Enhance split query buffering
See original GitHub issueFile a bug
When enabled, Split Querying is supposed to buffer all result sets except for the last. This does not seem to happen when only one result set is requested. When only one result set is requested, the entire query is still buffered
Include your code
Here is sample code that demonstrates the issue.
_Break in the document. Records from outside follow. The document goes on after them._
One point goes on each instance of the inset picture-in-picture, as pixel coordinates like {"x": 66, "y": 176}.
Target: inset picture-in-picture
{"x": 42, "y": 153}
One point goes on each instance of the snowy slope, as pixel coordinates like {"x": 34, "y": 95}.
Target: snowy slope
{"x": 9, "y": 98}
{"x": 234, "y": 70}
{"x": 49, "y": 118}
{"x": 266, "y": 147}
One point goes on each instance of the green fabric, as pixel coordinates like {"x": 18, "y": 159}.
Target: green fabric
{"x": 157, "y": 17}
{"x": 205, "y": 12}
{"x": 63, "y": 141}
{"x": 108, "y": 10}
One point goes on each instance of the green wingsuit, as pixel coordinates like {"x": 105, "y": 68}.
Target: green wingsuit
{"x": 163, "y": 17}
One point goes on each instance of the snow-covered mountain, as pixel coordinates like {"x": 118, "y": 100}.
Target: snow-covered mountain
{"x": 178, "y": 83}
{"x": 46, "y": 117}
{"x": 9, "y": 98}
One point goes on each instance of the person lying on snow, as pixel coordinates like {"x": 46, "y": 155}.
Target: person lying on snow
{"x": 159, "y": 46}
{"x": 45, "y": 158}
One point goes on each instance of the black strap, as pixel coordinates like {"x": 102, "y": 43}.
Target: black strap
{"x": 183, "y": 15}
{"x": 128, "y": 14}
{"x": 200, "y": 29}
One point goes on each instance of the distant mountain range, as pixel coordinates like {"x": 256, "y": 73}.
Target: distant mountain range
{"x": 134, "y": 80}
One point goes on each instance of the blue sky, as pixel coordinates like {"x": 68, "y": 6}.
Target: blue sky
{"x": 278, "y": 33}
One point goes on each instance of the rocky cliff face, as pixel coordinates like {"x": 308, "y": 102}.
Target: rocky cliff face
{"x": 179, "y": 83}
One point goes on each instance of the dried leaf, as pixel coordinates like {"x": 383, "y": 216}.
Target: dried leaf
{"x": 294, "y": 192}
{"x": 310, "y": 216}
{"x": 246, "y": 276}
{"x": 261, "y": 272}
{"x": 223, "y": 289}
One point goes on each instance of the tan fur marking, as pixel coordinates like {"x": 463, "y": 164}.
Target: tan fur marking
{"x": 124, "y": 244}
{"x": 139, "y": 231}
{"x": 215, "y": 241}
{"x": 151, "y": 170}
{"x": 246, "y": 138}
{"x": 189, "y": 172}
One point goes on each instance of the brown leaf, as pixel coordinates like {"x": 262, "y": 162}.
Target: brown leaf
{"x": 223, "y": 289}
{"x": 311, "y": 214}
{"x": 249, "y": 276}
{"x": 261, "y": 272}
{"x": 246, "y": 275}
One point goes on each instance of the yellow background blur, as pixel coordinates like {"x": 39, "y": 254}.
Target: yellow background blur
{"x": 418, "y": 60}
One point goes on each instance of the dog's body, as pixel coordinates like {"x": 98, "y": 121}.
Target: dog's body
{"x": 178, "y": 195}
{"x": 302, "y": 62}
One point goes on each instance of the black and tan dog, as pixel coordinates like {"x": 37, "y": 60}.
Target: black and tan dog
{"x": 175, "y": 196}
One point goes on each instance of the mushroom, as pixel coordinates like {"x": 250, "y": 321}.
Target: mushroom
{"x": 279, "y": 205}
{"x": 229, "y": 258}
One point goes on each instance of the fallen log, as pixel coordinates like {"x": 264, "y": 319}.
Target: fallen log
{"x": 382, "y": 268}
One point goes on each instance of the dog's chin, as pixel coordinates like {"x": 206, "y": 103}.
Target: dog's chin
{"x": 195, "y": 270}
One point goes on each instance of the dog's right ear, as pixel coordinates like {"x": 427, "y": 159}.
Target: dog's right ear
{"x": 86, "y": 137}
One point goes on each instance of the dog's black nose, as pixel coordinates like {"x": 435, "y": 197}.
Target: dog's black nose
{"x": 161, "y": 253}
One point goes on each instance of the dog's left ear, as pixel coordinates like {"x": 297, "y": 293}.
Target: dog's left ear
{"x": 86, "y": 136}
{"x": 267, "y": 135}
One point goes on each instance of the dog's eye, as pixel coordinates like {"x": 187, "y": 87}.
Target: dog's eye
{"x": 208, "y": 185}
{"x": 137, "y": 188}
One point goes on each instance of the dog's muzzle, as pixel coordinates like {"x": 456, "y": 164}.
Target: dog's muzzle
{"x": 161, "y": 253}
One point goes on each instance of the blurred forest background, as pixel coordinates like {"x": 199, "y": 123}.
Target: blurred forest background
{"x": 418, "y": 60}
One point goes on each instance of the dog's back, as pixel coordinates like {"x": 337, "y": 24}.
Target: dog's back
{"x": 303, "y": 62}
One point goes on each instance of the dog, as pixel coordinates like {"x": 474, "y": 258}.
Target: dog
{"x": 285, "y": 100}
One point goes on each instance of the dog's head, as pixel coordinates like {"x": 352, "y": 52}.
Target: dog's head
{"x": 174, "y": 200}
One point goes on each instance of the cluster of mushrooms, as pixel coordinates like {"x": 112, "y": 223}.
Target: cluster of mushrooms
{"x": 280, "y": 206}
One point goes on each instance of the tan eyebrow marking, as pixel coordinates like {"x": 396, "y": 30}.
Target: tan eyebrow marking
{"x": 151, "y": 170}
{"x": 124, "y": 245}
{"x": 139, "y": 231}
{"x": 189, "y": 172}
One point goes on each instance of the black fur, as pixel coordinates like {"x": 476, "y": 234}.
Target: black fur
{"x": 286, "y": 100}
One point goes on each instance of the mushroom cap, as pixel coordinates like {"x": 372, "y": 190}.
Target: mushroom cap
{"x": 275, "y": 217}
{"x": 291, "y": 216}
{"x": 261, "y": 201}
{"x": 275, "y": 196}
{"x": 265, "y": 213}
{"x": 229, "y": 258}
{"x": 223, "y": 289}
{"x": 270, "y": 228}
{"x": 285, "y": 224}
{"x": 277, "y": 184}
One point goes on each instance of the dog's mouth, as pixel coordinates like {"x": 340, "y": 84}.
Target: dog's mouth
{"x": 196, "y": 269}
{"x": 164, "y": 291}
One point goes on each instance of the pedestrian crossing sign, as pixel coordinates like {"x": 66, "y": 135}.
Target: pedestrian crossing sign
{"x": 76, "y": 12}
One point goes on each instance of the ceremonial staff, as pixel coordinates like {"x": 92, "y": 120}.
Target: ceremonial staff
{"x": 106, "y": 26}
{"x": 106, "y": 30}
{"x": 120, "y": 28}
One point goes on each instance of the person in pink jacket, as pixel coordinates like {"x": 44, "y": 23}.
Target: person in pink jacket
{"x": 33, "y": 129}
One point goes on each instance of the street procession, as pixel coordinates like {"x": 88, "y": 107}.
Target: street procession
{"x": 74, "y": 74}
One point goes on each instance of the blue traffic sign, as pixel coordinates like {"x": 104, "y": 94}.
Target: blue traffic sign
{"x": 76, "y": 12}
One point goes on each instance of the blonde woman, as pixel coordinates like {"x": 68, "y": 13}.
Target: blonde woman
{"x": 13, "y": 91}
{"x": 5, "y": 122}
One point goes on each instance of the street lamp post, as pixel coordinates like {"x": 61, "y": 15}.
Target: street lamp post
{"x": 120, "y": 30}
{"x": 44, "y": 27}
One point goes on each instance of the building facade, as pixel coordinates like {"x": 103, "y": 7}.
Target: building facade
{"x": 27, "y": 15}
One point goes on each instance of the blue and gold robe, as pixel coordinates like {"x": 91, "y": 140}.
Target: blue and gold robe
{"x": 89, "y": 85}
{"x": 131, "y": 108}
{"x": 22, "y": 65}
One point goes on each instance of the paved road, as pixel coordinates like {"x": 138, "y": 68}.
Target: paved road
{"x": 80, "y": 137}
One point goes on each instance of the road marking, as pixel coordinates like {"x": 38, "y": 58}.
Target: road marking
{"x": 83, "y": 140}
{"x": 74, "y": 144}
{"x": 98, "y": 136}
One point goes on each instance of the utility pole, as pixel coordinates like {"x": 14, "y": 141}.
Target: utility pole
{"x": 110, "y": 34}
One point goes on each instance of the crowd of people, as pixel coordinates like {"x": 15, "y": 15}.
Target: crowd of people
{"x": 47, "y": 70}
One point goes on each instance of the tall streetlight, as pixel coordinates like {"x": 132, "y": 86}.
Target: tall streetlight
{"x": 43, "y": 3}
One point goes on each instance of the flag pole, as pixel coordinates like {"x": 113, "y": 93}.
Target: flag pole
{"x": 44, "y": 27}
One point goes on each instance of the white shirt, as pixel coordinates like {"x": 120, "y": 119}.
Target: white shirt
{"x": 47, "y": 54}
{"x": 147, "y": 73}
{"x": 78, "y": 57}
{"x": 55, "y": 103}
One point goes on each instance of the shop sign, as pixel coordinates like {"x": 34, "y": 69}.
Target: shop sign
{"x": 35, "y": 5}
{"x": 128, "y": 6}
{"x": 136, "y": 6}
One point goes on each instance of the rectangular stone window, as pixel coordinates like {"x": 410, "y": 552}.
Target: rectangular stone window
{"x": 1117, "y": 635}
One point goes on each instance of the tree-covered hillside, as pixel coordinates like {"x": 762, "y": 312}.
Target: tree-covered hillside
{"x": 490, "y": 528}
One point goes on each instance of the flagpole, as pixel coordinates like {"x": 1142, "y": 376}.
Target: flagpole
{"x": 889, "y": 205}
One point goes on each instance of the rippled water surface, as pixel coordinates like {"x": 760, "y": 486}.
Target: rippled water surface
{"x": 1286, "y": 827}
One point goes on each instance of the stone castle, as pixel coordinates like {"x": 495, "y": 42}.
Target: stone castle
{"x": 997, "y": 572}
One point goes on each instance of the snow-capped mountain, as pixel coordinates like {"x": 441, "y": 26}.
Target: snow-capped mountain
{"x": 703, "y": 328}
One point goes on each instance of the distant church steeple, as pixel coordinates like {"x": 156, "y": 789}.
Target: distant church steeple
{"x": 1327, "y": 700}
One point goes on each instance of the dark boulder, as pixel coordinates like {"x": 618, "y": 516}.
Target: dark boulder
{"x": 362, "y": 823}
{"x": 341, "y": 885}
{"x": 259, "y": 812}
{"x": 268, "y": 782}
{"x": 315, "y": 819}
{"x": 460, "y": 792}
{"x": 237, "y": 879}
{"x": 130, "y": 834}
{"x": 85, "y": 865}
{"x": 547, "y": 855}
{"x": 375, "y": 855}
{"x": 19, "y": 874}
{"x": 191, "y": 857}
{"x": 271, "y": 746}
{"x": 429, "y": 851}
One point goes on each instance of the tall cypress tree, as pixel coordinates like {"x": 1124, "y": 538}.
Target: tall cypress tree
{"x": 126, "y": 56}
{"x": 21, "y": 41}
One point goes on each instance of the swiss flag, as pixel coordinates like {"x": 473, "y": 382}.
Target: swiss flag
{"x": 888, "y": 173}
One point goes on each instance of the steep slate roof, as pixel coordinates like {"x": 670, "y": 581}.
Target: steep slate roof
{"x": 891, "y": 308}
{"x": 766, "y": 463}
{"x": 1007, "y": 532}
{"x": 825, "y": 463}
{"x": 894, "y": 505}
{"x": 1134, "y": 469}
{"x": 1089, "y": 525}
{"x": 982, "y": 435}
using Microsoft.EntityFrameworkCore;
using System.Text;
namespace SplitQueryBug {
public static class Program {
public static void Main() {
var CS = "Data Source=(local);Initial Catalog=__SPLIT_QUERY_BUG;Integrated Security=SSPI;";
//Ensure our DB exists
{
using var Context = MyContext.FromSqlServerConnectionString(CS);
Context.Database.EnsureCreated();
}
//Create our seed text which is 1MB in size.
var SeedText = "";
{
var SB = new StringBuilder();
for (int i = 0; i < 1024 * 1024 * 1; i++) {
SB.Append("X");
}
SeedText = SB.ToString();
}
//Store 32*32 = 1024 records (this would be 1GB of data)
for (int i = 0; i < 32; i++) {
Console.WriteLine($@"Seeing batch {i}...");
using var Context = MyContext.FromSqlServerConnectionString(CS);
for (int j = 0; j < 32; j++) {
var Data = new ContextData() {
Text = SeedText,
};
Context.Add(Data);
}
Context.SaveChanges();
}
//Run our query.
//You'll notice that memory usage spikes when this happens and there is a giant
//delay while all rows are fetched
{
using var Context = MyContext.FromSqlServerConnectionString(CS);
var Query = Context.Data
.AsNoTracking()
.AsEnumerable()
;
foreach (var item in Query) {
}
}
}
}
public class MyContext : DbContext {
public DbSet<ContextData> Data => Set<ContextData>();
public MyContext(DbContextOptions<MyContext> Options) : base(Options) {
}
public static MyContext FromSqlServerConnectionString(string ConnectionString) {
var Options = new DbContextOptionsBuilder<MyContext>()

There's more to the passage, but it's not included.